Он держал в руках только что полученное письмо и, перечитав его два раза, вздохнул. Потом прислушался. Через минуту опять — скорее чутьем, чем ухом — ощутил чьи-то шаги и оглянулся: кто-то пришел, разделся в прихожей и кашлянул. Старик воззрился.
— Здравствуйте! — сказал вошедший, близко подходя к нему.
Оферов поднял голову и уставился на гостя в недоумении: незнакомый молодой человек.
— Здравствуйте! — повторил гость, — я уж третий раз подаю голос, а вы будто не слышите?
— Не слышу и есть: еще на свадьбе Неулыбова ушито заложило, глуховат я с той поры. Говорите громче.
— Моя фамилия Бушуев, — повысил голос гость. — Только что с поезда. Письмо получили?
Лицо Алексея расплылось в улыбку.
— Письмо? Насчет вас? милости прошу!
Он встал и, пожав руку гостя, показал на стул. Оба сели.
— Вы, значит, тот самый писатель Бушуев, который в нашей губернской газете пишет? — Он близко подвинулся к гостю. — По каким делам в наши-то места? Надолго ли?
Оферов внимательно осмотрел невзрачную фигуру в суконной блузе, с длинными волосами, с длинным носом и маленькой бородкой.

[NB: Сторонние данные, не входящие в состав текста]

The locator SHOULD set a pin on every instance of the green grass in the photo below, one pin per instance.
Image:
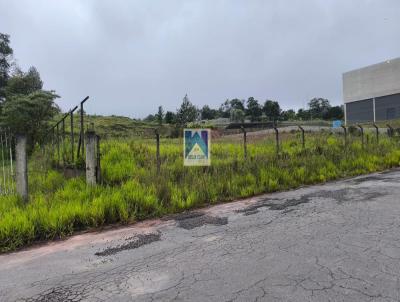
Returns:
(133, 190)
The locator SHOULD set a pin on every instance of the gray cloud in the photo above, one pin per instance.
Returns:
(131, 56)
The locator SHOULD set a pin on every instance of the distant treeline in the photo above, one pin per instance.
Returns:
(238, 110)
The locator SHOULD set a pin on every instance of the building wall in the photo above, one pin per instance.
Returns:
(360, 111)
(387, 107)
(372, 81)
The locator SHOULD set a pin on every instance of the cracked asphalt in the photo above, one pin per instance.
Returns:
(334, 242)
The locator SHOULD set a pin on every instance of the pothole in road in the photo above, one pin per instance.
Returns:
(133, 243)
(58, 294)
(340, 196)
(267, 203)
(193, 220)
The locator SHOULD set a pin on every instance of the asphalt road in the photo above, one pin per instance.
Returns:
(334, 242)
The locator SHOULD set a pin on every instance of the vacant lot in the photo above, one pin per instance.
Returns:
(332, 242)
(133, 189)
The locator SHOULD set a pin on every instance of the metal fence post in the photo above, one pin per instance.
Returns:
(21, 166)
(345, 135)
(377, 133)
(302, 136)
(244, 141)
(362, 135)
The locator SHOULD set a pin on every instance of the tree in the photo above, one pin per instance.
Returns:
(24, 82)
(187, 113)
(207, 113)
(150, 118)
(318, 107)
(226, 107)
(5, 58)
(237, 115)
(253, 109)
(29, 114)
(272, 110)
(303, 114)
(160, 115)
(334, 113)
(288, 115)
(170, 117)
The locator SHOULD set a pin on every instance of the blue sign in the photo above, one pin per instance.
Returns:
(337, 124)
(196, 147)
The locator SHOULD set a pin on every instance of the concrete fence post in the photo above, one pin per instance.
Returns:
(244, 141)
(303, 142)
(276, 139)
(345, 135)
(91, 158)
(21, 166)
(377, 133)
(158, 150)
(362, 135)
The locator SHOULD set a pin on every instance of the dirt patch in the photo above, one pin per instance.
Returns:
(133, 243)
(340, 196)
(288, 203)
(358, 181)
(185, 215)
(197, 219)
(275, 206)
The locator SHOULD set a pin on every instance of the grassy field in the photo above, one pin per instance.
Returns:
(133, 190)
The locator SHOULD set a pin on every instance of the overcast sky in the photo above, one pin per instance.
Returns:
(132, 56)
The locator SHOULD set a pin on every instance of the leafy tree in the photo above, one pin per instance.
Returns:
(5, 57)
(160, 115)
(207, 113)
(303, 114)
(318, 107)
(224, 109)
(228, 105)
(334, 113)
(187, 113)
(30, 113)
(150, 118)
(170, 117)
(288, 115)
(272, 110)
(253, 109)
(24, 82)
(237, 115)
(237, 104)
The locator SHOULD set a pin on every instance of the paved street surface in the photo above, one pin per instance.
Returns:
(334, 242)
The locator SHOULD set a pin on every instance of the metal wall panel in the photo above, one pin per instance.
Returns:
(372, 81)
(360, 111)
(387, 107)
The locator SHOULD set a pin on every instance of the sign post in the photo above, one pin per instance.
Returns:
(196, 147)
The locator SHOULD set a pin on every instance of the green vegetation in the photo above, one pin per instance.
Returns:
(133, 190)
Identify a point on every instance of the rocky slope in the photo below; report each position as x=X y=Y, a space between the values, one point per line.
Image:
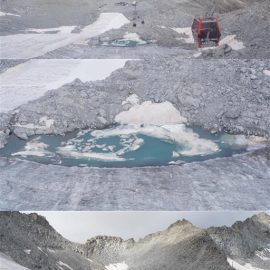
x=30 y=241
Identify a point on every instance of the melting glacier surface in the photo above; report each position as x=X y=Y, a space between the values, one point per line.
x=125 y=146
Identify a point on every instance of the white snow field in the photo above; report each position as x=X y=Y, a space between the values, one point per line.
x=32 y=79
x=266 y=72
x=25 y=46
x=6 y=263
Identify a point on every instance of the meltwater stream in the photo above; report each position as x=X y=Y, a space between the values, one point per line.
x=123 y=146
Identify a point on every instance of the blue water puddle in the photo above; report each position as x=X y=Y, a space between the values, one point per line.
x=118 y=148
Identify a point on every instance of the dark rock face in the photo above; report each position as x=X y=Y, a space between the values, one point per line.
x=32 y=242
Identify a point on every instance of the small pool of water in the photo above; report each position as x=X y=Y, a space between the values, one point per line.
x=123 y=146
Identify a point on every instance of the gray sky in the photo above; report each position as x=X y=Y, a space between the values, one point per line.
x=80 y=226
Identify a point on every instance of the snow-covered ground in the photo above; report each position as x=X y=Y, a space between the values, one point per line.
x=25 y=46
x=238 y=266
x=8 y=14
x=61 y=29
x=266 y=72
x=6 y=263
x=151 y=113
x=65 y=265
x=32 y=79
x=117 y=266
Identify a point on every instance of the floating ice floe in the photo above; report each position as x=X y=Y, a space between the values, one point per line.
x=117 y=266
x=242 y=140
x=179 y=134
x=32 y=79
x=25 y=46
x=34 y=148
x=71 y=151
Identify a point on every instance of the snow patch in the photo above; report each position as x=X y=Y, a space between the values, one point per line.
x=32 y=79
x=71 y=151
x=64 y=264
x=151 y=113
x=266 y=72
x=134 y=37
x=6 y=263
x=187 y=32
x=61 y=29
x=47 y=122
x=34 y=148
x=263 y=254
x=8 y=14
x=117 y=266
x=132 y=99
x=238 y=266
x=25 y=46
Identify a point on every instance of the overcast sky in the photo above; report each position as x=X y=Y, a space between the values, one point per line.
x=80 y=226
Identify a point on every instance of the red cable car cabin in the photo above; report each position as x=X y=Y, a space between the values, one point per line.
x=206 y=31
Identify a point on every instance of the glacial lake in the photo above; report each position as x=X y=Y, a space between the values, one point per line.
x=124 y=146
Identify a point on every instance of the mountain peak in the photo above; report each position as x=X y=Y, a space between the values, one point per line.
x=181 y=223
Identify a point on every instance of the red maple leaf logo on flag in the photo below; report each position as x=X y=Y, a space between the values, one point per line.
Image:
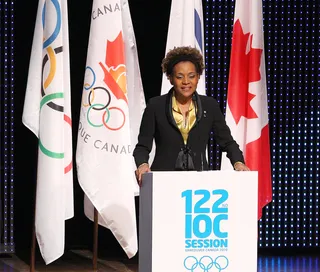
x=244 y=68
x=115 y=77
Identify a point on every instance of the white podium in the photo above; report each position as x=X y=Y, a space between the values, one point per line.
x=198 y=222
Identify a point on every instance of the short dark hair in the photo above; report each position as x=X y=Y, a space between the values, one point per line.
x=182 y=53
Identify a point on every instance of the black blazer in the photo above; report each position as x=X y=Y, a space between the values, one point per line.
x=171 y=153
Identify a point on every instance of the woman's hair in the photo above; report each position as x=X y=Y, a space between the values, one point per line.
x=182 y=53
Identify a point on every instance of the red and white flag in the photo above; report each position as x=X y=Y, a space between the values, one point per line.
x=247 y=103
x=111 y=110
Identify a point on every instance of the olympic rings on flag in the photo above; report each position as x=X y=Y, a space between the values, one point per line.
x=91 y=94
x=206 y=263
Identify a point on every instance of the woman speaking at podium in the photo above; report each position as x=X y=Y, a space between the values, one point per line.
x=181 y=121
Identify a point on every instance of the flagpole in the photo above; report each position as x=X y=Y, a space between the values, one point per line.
x=33 y=243
x=95 y=241
x=33 y=235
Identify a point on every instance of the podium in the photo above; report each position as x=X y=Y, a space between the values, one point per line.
x=198 y=221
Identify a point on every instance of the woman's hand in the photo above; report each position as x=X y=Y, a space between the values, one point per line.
x=239 y=166
x=143 y=168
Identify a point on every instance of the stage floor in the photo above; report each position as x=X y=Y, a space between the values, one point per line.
x=80 y=260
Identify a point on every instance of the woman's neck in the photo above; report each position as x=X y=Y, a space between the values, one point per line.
x=184 y=101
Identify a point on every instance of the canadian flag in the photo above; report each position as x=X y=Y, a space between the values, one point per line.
x=247 y=104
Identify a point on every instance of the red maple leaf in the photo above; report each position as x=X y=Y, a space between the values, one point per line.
x=244 y=68
x=114 y=57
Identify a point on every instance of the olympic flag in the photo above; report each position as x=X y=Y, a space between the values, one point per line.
x=47 y=113
x=185 y=29
x=112 y=106
x=247 y=103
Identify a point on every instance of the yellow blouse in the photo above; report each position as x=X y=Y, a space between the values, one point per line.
x=184 y=124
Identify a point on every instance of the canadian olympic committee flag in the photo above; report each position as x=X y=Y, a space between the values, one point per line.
x=47 y=113
x=185 y=29
x=247 y=104
x=112 y=106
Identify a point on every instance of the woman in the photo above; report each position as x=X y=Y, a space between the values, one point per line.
x=180 y=122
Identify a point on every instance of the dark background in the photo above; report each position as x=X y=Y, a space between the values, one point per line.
x=292 y=48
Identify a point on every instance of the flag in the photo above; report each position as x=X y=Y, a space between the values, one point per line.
x=247 y=103
x=47 y=113
x=112 y=106
x=185 y=29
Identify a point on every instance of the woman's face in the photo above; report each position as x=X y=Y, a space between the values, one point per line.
x=184 y=79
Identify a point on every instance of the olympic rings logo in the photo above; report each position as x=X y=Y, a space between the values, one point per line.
x=106 y=115
x=206 y=264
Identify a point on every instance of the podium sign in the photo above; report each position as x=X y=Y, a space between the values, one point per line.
x=198 y=222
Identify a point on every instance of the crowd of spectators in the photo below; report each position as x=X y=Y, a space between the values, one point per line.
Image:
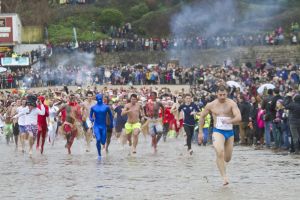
x=163 y=44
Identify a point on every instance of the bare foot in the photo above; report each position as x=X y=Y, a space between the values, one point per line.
x=225 y=181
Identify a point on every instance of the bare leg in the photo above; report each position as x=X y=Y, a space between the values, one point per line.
x=218 y=142
x=135 y=139
x=31 y=142
x=154 y=143
x=22 y=138
x=128 y=137
x=88 y=138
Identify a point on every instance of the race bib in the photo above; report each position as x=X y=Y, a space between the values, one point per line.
x=223 y=126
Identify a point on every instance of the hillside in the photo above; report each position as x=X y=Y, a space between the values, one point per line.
x=148 y=17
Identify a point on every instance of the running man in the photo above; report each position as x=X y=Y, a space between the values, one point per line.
x=120 y=120
x=71 y=116
x=133 y=126
x=15 y=122
x=87 y=124
x=155 y=123
x=225 y=113
x=21 y=111
x=52 y=122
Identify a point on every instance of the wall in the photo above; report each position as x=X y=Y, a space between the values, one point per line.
x=280 y=55
x=32 y=34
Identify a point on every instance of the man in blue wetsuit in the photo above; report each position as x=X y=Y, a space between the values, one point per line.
x=98 y=115
x=225 y=113
x=190 y=110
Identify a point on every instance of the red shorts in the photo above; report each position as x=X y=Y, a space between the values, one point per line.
x=67 y=128
x=180 y=125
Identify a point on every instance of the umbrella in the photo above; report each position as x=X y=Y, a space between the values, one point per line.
x=234 y=84
x=261 y=89
x=2 y=69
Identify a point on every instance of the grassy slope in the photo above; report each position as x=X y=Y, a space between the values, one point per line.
x=156 y=21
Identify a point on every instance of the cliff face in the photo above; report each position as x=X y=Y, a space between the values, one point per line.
x=279 y=54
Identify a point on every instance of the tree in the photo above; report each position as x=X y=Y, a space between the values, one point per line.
x=111 y=17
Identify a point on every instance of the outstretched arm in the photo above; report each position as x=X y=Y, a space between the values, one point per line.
x=110 y=117
x=236 y=115
x=203 y=114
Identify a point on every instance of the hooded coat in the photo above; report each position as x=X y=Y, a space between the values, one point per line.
x=294 y=109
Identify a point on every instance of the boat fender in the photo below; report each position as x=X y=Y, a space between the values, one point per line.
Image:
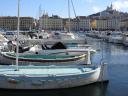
x=14 y=81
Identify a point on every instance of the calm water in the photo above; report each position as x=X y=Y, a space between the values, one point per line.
x=116 y=56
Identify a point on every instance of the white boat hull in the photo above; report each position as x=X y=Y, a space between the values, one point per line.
x=50 y=82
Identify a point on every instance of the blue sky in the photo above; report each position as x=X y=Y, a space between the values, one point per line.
x=59 y=7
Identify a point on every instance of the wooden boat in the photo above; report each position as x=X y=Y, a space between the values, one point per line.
x=53 y=58
x=49 y=77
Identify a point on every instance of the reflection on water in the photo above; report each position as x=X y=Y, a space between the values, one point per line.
x=116 y=56
x=89 y=90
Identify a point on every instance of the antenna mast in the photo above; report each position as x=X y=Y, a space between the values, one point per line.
x=17 y=44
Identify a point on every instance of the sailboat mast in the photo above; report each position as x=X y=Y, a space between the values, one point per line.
x=17 y=44
x=69 y=20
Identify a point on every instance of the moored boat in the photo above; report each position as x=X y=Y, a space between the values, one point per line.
x=48 y=77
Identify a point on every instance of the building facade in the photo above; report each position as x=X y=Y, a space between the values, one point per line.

— Очень просто! — придвигаясь к глухому, сказал писатель, — теперь по всему государству аресты да высылки идут. Вот и меня выслали! Хе-хе! назначен я сюда на временное жительство. Квартиру мне надо!
Оферов заволновался.
— Вот оно какое дело-то! У меня-то негде, семья. У Челяка разве? Слыхали про него? Так у него две учительши живут, а вот к Федору Неулыбову — небось говорили вам про такого? В самый бы раз тебе!.. Воротился он из Сибири-то! Живут бедно, ему бы на руку было! Весь перед у него все время пустой стоял, да вот недавно доктор приехал, молодой, одинокий, у него и поселился. Уж не знаю, как и быть! Надо послать за Челяком, он запряжет лошадь и съездим: Неулыбов-то далеко, на том конце живет!
Они вышли в переднюю. Хозяин тотчас же послал работника за Челяком. Потом перешли в небольшую столовую, сели за стол.
— Как у вас тут тихо, на селе-то! — сказал приезжий, — словно вымерли все.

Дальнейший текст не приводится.